During OBHP, Texas A&M Health students assist with human health services and care, while the Texas A&M Veterinary Emergency Team (VET) provides veterinary care. Last year, the VET completed a record 1,022 veterinary visits in Raymondville, a community that doesn’t have a veterinarian.
“OBHP approaches public health holistically,” said Zoran, director of the VET. “While we provide care to cats and dogs and help protect both them and their families from illness, our colleagues in human medicine provide people in the community essential health care. Together, we’re serving Texans in need while also ensuring our ability to respond to the next major disaster.”
Interprofessional collaboration is evident in the breadth and scope of the academic disciplines, government agencies and community organizations involved in OBHP.
“Many OBHP practices have been modified and elevated by our student participants,” Kaunas said. “For example, pharmacy students embedded with military medical staff suggested having Texas A&M students provide training to all site personnel who collect vitals and related information to ensure proper care, provide greater efficiency and improve patient flow.”

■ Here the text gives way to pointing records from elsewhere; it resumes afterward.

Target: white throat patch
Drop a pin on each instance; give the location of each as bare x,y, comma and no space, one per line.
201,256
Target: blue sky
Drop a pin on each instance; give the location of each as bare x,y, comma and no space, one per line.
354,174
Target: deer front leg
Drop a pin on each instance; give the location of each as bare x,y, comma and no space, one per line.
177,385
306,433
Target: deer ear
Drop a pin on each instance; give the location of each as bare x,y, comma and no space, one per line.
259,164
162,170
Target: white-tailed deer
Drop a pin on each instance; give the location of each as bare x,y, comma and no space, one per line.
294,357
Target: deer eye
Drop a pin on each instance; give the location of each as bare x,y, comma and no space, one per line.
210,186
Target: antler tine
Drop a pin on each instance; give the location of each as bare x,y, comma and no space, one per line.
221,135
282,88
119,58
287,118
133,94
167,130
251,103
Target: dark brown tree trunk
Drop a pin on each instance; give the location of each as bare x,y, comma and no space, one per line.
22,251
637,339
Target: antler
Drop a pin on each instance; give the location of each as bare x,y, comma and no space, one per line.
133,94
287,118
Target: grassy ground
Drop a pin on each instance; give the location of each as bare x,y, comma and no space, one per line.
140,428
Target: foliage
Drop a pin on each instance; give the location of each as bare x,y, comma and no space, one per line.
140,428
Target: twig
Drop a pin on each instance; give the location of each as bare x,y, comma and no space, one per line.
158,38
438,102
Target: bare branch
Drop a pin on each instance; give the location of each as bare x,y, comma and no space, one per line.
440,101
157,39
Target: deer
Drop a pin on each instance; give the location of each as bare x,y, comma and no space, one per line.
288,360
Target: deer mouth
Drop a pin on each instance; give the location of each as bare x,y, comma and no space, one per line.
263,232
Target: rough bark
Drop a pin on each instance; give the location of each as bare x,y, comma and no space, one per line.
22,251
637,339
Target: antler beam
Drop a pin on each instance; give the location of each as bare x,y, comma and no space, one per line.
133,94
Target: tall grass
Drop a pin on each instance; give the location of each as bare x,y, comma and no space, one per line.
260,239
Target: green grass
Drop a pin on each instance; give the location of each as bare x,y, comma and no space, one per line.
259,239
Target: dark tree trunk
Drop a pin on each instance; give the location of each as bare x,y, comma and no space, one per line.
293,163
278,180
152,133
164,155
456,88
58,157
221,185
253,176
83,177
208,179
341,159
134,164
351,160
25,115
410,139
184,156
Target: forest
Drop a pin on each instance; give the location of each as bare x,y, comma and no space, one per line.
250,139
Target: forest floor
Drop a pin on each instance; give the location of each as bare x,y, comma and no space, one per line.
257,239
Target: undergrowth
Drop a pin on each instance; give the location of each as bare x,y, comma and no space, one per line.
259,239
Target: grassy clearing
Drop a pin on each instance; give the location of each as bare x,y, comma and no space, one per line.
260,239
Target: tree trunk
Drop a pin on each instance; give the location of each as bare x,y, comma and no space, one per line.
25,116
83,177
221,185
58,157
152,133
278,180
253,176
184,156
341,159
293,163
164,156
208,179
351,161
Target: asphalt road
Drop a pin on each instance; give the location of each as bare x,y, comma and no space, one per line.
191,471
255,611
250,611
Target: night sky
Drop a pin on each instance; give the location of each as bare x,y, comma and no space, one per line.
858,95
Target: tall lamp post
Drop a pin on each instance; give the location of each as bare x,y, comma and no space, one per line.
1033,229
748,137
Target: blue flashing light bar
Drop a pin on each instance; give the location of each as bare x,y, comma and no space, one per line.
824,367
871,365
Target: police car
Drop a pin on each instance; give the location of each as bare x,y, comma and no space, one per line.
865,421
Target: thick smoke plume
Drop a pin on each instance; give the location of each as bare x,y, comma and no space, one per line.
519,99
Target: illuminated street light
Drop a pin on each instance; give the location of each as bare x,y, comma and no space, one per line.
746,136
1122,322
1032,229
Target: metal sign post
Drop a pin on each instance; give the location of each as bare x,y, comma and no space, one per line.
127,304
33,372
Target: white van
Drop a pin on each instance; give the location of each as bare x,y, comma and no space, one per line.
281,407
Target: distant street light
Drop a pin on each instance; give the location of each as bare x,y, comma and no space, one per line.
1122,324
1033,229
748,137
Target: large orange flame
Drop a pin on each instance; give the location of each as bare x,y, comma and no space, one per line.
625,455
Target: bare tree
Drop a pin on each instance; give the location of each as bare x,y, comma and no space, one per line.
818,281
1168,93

The OBHP planning committee has also worked to have Texas A&M students provide other opportunities, such as training for health care professionals on human trafficking. OBHP leadership implemented this suggestion across all sites. In addition, Texas A&M public health students furthered OBHP data collection efforts to provide additional analytics for the event.
Community impact
Texas A&M’s IPE goal is embedded in the university’s broader institutional commitment to rural health care and aligns with OBHP’s overall goal to help communities get ready for disasters and to offer free health care services to the community during the event.
Texas A&M volunteers worked with DSHS employees, military medical personnel, local health department officials and volunteers from other organizations to improve the health of Texans working towards improving health literacy, awareness and behavior.
OBHP partners with local leaders and organizations who live in the participating communities. Local volunteers are imperative to the success of OBHP, and several volunteers from Texas A&M are from the participating communities. One pharmacy student serving in Starr County reported that what they liked most about participating in OBHP 2023 was “being able to help my community and see more clearly how much health care is lacking within it.”
The Interprofessional Education Collaborative and United States Public Health Service Commissioned Officers Foundation will recognize these efforts on July 12, 2024, at the IPEC Membership Meeting and Award Ceremony held at the Association of American Medical Colleges in Washington, D.C. Abu-Baker, Marklund and Sopchak will accept the recognition on behalf of all who served from Texas A&M.